0

I have a list and I would like to cache it into redis. I tried two ways to achieve it by using hashes.

Consider this first approach. I create only one hash and set items as hash values:

// ..

$apiArray = [..]; // array from parsing an api

if(!$c->keys('lista')){
    foreach (json_decode($apiArray) as $item){
        $c->hset('lista', $item->id, serialize($item));
    }
}

foreach ($c->hgetall('lista') as $key){

    $item = unserialize($key);

    echo '<p>';
    echo '<strong>id</strong>: '.$item->id.'<br>';
    echo '<strong>name</strong>: '.$item->name.'<br>';
    echo '<strong>email</strong>: '.$item->email.'<br>';
    echo '</p>';
}

To loop over 10000 items, it takes 0.5 seconds.

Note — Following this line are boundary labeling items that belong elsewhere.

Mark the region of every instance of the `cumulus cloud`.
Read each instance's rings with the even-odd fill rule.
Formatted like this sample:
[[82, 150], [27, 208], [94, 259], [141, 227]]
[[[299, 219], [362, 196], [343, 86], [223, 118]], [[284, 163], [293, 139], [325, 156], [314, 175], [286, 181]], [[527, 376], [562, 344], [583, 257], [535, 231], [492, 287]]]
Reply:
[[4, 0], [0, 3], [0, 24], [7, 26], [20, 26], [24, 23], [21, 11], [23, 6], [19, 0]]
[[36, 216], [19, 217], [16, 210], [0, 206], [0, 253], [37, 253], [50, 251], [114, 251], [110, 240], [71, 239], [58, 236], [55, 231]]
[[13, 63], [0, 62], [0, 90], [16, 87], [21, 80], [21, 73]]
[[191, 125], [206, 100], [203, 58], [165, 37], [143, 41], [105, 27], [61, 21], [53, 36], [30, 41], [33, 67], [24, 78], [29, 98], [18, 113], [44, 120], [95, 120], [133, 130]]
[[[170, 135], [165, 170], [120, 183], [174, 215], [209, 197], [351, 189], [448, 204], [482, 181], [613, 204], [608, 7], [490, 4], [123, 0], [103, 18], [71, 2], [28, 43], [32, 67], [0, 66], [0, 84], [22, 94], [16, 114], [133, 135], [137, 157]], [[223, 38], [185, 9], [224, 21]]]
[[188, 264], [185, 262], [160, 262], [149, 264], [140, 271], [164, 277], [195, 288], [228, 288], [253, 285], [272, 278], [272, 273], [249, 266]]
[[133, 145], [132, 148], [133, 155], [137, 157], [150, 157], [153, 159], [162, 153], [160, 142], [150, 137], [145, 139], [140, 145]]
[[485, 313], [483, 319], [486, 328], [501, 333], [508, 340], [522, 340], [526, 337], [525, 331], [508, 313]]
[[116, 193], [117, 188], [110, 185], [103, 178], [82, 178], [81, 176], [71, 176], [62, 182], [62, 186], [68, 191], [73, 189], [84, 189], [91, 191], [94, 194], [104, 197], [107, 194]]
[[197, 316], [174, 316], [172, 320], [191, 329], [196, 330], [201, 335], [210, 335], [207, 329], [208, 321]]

And now consider this one. A single hash on every element of the original array:

if(!$c->keys('lista:*')){
    foreach (json_decode($apiArray) as $item){
        $c->hset('lista:'.$item->id, 'element', serialize($item));
    }
}

foreach ($c->keys('lista:*') as $item) {
    $item = unserialize($c->hget($item, 'element'));

    echo '<p>';
    echo '<strong>id</strong>: '.$item->id.'<br>';
    echo '<strong>name</strong>: '.$item->name.'<br>';
    echo '<strong>email</strong>: '.$item->email.'<br>';
    echo '</p>';
}

The loop of 10000 records takes 3 seconds.

This is very surprising to me, because the second one is the approach covered in Redis official documentation, and it also supports the secondary indexing (by using zadd and sadd).

Why is slowest than the first approach? Am I wrong in something?

I think it might happen because I have to call 10000 times the hgetall() method to get items in the loop. Can you cofirm this?

Have I to prefer the first approach?

Thank you guys

M :)

Mauro
  • 189
  • 2
  • 14

2 Answers2

2

The reason the second block of code is slower is that it makes an hget call for each iteration of the loop. So every iteration makes a network round-trip to your Redis server.

By contrast, the first block of code doesn't make any network calls within the loop block. So it runs much faster.

Tague Griffith
  • 3,963
  • 2
  • 20
  • 24
  • thanks, thats make sense to me. But now the question is: is there a walkthrought to avoid to call hget (or scan) in the loop? – Mauro May 15 '17 at 17:11
  • 1
    Can you restructure the data so that instead of creating a hash for each element of the array, you just use a String value instead? Then you could fetch multiple items using an mget and save some round-trips. – Tague Griffith May 15 '17 at 18:04
  • Or use pipelining – Itamar Haber Jun 06 '17 at 23:06
1

It appears that you're interested in caching your entire list, writing and fetching it in bulk every time. In that case, what you can do is to just store the entire thing as JSON in a Redis String to obtain maximal performance.

Itamar Haber
  • 47,336
  • 7
  • 91
  • 117